Hay tipos y tipos. Al igual que hay churras y merinas, tocino y velocidad. Cada cosa en su sitio y Dios, ubicuo, en todas partes. Aunque Dios, ya que sale a colación, está cada vez menos presente en esta sociedad hedonista, prosaica, violenta, pedestre y embustera. Encantamientos que lubrican el estomacal ombligo, encantado de conocerse y reidor de fes ajenas. El caso es que en Tenerife Espacio de las Artes, o sea, TEA, se expone una pequeña muestra de carteles realizados en los años ochenta en impresión tipográfica para la sala Conca. Palabras ordenadas, sin necesidad de eufemismos y charlatanerías, entintan el papel. Sobran el celofán, las grecas y la verborrea, fuegos de artificio que ocultan la sustancia. “Menos es más”, sentenció para la historia el arquitecto Mies van der Rohe. Por eso, en general, soy más de fuentes o tipos de palo seco, las que no utilizan remates ni serif, es decir, letras que no tienen terminaciones. Lo vemos en la Futura, la tipografía que reinó en la Bauhaus y una de las más célebres del siglo XX. Se sustenta en formas simples (círculo, cuadrado y triángulo) y gracias a su simpleza y claridad es de fácil legibilidad. Inspiró a otras fuentes tipográficas, como la Helvética o la Arial. Admito que soy de esta última. Escribo con ella en cuerpo doce. Hace tiempo me conquistó y soy fiel a sus curvas y rectas. No obstante, algún devaneo he tenido. Fue con la Tahoma. Me sedujo en ciertos textos. Me la presentó Carmen Perera, que es la que más sabe de marketing por estos lares. Pero el sortilegio no duró mucho. Después de las canas al aire regresé al redil de la Arial. Con posterioridad, en 2007, empujó fuerte la Calibri. Creada por Microsoft luce un aire más pop. En alguna ocasión, confieso, he caído en sus redes. Frágil que es uno. Menos mal que el campamento base de la Arial, refugio seguro, siempre está.
Hay letras que sí utilizan los remates o serif, como las tipografías Courier, Garamond o Time, pero no van conmigo, especialmente la Time New Roman, un clásico que creó el tipógrafo, diseñador e historiador Stanley Morison para el periódico The Times en 1932. Pero no, insisto. Si de escribir se trata el palo seco se impone, sin titubeos, al adorno.
Nunca olvidaré la visita que realicé junto a mi padre, Rafael, al taller de impresión tipográfica de los diseñadores gráficos Matthias Beck y Lars Petter Amundsen.
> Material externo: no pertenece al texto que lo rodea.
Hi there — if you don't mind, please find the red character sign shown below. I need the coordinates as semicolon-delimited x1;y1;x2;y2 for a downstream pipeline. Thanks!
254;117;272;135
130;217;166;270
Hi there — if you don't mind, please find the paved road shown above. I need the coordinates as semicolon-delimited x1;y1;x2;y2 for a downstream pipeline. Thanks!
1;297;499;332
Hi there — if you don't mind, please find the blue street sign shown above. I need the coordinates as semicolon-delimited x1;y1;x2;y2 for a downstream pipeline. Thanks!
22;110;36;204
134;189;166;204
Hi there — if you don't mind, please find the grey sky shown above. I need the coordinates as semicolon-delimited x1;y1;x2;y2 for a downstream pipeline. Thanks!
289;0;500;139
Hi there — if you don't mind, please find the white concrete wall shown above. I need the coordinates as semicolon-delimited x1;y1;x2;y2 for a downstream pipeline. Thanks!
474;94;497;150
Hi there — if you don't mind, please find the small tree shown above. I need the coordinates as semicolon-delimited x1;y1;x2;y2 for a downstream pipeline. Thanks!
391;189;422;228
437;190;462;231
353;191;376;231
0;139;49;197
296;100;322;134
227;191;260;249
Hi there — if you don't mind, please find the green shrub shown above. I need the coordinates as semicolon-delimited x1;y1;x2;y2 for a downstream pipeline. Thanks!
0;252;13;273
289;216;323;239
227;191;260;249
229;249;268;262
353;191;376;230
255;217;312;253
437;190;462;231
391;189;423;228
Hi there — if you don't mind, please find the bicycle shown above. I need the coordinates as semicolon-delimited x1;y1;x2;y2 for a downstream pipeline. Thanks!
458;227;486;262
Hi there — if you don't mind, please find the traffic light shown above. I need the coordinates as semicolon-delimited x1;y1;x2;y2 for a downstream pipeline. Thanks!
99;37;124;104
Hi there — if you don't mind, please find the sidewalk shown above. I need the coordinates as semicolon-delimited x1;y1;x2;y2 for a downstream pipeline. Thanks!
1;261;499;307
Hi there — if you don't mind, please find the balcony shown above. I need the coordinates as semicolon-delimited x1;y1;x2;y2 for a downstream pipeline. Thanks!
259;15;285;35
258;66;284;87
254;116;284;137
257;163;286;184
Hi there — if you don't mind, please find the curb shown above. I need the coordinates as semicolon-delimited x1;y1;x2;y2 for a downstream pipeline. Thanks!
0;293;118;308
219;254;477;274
Los dos han recuperado la técnica tradicional con tipos móviles (letras de plomo y madera) para creaciones contemporáneas. Estos dos tipos en su tinta (así se presentan) utilizan maquinaria fabricada en el siglo XIX y principios del XX en Estados Unidos, Alemania y otros lugares de Europa. La exposición Reversus que organizaron hace unos meses en el Museo de Bellas Artes de la Capital tinerfeña fue una delicia. Respirar las obras editoriales que el grupo Nuestro Arte produjo en los años sesenta gracias a la visión del que entonces era director del Museo, Miguel Tarquis, y su secretario, Antonio Vizcaya Cárpenter, supuso acercarme de nuevo al aroma familiar de las artes gráficas y recobrar para la memoria aquel encuentro entre cajas altas y bajas, tipos y planchas de impresión de la mano de un alzhéimer implacable (y entrañable).
Cuando las campanas tocan a tinta la realidad próxima se detiene. Por eso, bastó que la diseñadora Cristina Saavedra me comunicase la muestra de TEA para acercarme al edificio de Herzog & de Meuron. En su cafetería almorcé ligero y luego, despacioso, caminé atento entre salas. Terminé en la Biblioteca frente al ordenador portátil y bajo la luminaria de gotas de agua. Trabajé bien sin calores gracias al aire acondicionado. Cundieron las horas entre silencios simultáneos. En agosto también hay gente que estudia.